Tapi mengapa semua kelucuan itu justru terjadi di ranah hukum. Adakah ini tren baru, sebuah 'gerakan' untuk memindahkan kejenakaan di ruang interogasi dan sidang agar tidak terkesan angker lagi? Ataukah para aparat penegak hukum kita sedang melakukan reorientasi, penjajagan untuk berkarier di dunia lawakan yang prospeknya menjanjikan di tengah masyarakat yang 'sakit' sekarang ini?

Jika begitu kita perlu dukung agar Gayus bebas murni, Ariel merdeka bernyanyi, yang berperkara dan korupsi tertawa terbahak-bahak sambil kita ikut ngakak lihat wajah hukum kita semakin jauh dari atribut 'wakil Tuhan' di muka bumi.

Tapi benarkah aparat hukum kita menjadi pelawak? Ssttt, 'larangan pemerintah', yang tidak biasa main sirkus dilarang ikut bermain sirkus, nanti bisa dimakan singa atau digigit ular betulan.

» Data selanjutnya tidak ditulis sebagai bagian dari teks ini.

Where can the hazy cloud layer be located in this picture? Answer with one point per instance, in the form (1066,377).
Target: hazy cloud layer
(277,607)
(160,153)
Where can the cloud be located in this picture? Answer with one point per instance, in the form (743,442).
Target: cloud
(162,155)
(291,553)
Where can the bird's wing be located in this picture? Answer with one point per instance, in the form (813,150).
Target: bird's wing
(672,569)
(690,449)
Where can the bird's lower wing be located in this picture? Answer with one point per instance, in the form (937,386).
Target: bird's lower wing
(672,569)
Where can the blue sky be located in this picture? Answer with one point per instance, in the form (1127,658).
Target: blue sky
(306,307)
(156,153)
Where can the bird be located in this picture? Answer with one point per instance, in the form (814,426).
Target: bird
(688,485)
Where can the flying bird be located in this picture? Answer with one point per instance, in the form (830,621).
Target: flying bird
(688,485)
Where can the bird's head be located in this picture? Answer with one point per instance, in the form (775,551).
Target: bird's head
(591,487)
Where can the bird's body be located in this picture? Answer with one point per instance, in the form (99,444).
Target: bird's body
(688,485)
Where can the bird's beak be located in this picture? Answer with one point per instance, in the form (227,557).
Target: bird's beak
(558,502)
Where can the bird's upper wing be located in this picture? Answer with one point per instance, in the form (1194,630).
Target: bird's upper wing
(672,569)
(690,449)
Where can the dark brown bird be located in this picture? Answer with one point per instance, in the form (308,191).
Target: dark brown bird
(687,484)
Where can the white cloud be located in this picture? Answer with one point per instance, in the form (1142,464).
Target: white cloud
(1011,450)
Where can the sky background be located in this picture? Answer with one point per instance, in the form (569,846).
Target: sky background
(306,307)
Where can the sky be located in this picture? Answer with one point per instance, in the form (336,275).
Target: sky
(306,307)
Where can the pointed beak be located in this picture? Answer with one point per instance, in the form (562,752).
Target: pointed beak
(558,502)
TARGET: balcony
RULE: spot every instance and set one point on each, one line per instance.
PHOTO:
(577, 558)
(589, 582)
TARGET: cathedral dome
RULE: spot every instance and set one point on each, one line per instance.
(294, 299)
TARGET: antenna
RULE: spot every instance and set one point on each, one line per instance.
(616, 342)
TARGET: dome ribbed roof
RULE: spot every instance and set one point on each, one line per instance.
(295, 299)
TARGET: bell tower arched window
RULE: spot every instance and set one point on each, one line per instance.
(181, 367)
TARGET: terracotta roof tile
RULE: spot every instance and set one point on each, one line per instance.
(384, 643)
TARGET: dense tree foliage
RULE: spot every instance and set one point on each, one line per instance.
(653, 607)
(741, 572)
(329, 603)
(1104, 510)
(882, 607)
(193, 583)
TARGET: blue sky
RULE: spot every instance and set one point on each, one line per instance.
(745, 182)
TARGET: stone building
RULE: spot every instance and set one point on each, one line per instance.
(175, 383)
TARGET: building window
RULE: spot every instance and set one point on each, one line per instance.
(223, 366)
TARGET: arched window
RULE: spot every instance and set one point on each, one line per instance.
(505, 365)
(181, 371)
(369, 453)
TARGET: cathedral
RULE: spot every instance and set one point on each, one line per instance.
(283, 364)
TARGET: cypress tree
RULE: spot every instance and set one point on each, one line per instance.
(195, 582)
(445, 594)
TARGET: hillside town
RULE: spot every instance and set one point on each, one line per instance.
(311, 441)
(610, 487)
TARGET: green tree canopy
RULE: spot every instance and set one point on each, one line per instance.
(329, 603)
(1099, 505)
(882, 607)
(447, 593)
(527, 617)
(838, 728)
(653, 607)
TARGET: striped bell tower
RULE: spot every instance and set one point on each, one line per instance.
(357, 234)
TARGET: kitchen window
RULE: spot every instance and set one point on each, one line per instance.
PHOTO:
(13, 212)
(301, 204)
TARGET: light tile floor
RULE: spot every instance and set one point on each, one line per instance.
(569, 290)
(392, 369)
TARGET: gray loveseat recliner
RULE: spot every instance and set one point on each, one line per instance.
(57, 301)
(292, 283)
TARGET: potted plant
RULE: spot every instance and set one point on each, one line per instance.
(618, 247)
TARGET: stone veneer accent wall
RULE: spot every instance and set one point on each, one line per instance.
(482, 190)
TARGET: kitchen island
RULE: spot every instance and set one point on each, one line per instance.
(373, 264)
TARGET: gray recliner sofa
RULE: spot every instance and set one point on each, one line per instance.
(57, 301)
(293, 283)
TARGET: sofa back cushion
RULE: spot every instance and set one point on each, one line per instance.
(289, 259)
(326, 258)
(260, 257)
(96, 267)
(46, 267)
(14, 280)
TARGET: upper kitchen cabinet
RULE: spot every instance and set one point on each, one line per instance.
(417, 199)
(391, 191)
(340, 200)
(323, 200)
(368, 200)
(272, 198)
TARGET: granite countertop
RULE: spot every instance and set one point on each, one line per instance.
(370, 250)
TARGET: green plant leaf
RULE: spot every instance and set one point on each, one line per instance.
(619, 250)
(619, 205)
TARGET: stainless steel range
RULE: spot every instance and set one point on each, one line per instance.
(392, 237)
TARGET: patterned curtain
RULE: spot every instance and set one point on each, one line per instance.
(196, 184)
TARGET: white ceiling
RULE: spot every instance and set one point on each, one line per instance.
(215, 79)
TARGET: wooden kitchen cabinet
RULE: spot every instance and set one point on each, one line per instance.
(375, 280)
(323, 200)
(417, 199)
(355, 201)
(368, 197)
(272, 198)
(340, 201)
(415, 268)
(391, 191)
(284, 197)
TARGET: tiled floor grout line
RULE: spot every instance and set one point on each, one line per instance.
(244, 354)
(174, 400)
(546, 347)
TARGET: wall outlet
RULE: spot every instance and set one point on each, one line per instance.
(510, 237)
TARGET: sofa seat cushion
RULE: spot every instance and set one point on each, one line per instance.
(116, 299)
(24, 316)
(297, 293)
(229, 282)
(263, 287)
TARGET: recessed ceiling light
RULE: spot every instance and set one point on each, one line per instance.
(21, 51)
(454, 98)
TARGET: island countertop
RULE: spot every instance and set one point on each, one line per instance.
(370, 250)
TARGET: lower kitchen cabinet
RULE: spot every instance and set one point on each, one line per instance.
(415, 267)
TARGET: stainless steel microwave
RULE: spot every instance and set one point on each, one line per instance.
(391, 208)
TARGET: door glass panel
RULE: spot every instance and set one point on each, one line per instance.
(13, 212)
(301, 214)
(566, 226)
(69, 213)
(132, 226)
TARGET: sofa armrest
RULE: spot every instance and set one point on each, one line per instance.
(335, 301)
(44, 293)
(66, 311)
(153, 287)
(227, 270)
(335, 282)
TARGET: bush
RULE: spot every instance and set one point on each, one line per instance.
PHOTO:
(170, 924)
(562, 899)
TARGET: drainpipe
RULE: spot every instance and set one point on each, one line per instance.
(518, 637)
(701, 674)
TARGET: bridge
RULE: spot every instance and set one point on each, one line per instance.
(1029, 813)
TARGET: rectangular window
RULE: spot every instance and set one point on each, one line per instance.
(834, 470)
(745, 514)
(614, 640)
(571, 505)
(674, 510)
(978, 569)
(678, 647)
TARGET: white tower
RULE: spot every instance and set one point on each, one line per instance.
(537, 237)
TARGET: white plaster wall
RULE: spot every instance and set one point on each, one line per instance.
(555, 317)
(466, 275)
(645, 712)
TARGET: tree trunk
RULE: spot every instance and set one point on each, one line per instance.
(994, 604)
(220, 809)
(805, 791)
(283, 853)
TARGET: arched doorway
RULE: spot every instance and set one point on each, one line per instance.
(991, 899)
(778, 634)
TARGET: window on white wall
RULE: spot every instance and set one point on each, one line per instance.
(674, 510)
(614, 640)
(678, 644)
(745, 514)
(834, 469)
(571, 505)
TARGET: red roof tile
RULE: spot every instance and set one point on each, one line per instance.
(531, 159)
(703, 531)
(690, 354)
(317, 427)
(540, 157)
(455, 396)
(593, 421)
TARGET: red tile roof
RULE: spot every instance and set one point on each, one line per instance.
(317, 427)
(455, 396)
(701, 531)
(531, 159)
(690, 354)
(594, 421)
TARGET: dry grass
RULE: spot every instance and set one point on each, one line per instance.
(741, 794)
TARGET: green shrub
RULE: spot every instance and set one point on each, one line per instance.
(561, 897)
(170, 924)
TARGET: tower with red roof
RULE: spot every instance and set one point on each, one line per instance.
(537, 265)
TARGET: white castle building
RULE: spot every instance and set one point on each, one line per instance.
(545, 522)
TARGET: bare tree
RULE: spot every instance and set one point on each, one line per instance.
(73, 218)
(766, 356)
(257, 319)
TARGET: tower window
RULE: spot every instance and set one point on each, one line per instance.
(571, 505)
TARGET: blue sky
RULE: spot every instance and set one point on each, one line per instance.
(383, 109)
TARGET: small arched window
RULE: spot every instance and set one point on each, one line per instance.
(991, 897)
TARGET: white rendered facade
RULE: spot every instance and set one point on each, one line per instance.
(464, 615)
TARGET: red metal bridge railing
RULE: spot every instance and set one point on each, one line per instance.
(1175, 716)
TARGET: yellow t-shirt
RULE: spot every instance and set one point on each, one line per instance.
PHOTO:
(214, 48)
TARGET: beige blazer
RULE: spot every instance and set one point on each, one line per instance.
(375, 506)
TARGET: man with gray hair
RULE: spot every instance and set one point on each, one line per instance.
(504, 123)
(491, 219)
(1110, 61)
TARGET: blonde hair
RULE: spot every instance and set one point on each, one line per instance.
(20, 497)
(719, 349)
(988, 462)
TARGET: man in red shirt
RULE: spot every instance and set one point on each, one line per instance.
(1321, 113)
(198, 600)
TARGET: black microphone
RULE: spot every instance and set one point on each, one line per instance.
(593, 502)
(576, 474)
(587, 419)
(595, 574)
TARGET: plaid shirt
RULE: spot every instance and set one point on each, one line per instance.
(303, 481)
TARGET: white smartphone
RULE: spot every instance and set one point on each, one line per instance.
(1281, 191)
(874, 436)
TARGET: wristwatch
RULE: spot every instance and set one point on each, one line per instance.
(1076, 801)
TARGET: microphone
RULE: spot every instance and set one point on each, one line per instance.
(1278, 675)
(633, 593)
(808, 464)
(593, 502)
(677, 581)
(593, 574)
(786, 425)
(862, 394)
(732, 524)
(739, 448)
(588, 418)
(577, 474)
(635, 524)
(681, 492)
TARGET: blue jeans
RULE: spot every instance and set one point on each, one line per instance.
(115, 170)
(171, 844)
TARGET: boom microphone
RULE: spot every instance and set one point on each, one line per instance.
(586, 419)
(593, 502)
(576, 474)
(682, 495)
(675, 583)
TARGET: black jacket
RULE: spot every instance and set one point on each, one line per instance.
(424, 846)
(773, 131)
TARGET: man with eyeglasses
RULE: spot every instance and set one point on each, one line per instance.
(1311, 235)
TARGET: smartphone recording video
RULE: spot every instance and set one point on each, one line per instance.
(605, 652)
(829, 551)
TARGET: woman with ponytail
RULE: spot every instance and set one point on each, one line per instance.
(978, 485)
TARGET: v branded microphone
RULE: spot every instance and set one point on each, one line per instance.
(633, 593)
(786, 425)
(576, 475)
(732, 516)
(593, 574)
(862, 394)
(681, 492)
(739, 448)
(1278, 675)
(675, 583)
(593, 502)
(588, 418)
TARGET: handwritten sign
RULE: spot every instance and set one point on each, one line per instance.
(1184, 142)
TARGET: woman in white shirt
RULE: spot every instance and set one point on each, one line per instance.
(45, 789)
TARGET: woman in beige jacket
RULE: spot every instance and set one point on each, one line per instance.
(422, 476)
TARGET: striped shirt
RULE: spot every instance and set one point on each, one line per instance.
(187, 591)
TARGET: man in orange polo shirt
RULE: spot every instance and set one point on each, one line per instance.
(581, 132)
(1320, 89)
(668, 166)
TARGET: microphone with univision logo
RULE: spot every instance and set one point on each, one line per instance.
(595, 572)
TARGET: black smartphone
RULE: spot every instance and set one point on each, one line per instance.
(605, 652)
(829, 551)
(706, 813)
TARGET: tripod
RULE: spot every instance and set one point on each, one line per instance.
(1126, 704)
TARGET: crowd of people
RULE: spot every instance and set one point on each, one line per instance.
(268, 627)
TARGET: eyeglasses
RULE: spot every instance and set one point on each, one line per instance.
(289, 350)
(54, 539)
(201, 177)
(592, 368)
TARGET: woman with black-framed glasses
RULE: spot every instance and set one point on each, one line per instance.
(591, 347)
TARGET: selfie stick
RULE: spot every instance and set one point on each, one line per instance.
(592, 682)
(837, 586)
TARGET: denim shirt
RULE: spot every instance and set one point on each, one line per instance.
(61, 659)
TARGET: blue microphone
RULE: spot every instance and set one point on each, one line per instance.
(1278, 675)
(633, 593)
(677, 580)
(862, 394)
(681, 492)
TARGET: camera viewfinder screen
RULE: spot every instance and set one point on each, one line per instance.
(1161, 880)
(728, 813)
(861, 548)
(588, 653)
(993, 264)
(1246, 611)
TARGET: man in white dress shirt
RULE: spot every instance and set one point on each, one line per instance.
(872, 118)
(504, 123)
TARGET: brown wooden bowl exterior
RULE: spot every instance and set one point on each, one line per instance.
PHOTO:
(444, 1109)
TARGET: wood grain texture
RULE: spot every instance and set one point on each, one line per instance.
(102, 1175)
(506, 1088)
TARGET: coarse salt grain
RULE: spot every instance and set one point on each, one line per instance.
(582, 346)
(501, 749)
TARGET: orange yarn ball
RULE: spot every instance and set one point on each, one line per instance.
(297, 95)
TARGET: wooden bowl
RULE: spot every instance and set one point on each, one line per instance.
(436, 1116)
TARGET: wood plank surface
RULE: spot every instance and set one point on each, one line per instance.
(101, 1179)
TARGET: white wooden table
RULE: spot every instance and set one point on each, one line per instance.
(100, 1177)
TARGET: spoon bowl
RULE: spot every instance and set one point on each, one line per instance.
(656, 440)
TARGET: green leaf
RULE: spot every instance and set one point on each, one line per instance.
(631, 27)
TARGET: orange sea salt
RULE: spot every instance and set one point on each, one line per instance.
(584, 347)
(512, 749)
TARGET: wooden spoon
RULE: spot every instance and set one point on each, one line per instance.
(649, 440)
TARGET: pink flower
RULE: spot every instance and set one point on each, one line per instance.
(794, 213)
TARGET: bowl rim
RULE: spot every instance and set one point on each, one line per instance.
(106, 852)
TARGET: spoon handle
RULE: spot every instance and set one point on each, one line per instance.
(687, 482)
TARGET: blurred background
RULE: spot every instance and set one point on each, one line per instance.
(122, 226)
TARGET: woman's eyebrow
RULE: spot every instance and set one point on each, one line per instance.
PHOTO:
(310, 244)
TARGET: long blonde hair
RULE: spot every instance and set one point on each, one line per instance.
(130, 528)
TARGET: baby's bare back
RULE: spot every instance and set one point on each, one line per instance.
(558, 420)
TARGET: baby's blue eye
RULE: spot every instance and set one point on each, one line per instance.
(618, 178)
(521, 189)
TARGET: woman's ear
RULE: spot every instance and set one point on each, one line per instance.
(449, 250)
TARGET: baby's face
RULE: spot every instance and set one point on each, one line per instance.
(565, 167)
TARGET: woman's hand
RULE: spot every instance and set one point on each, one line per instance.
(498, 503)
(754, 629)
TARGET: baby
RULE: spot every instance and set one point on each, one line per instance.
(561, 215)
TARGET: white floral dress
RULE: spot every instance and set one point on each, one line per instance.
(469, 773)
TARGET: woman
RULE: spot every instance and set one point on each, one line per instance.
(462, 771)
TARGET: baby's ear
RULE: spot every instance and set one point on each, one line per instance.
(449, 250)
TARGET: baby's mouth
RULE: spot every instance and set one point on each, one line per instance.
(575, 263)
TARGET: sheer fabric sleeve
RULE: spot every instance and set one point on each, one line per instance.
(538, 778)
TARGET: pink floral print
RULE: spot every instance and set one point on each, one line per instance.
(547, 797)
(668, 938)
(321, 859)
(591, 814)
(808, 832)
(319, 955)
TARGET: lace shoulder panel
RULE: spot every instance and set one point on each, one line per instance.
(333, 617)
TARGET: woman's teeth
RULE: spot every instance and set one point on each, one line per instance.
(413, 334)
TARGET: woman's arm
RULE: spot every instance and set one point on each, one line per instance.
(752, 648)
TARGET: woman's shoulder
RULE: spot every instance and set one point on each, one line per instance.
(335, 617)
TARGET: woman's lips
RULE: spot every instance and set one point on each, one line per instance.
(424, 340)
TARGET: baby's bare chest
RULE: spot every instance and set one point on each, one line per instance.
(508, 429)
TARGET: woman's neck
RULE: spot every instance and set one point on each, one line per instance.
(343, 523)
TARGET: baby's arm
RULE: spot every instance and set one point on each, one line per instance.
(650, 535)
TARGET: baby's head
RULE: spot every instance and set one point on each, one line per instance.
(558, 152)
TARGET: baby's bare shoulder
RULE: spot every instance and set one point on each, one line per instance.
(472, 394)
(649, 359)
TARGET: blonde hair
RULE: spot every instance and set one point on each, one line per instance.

Jadi, kalau hari-hari ini kita ingin tertawa, ikuti sidang Gayus atau Ariel. Amati wajahnya, mimiknya, cara ucapnya, serta pengakuan-pengakuannya. Gestur, diksi dan aksentuasi mereka jaminan Anda akan tertawa sambil bersimbah air mata.

Ya, ritus hukum kita telah benar-benar berubah menjadi resital Thukul.


oleh: *) Djoko Suud Sukahar adalah pemerhati budaya, tinggal di Jakarta.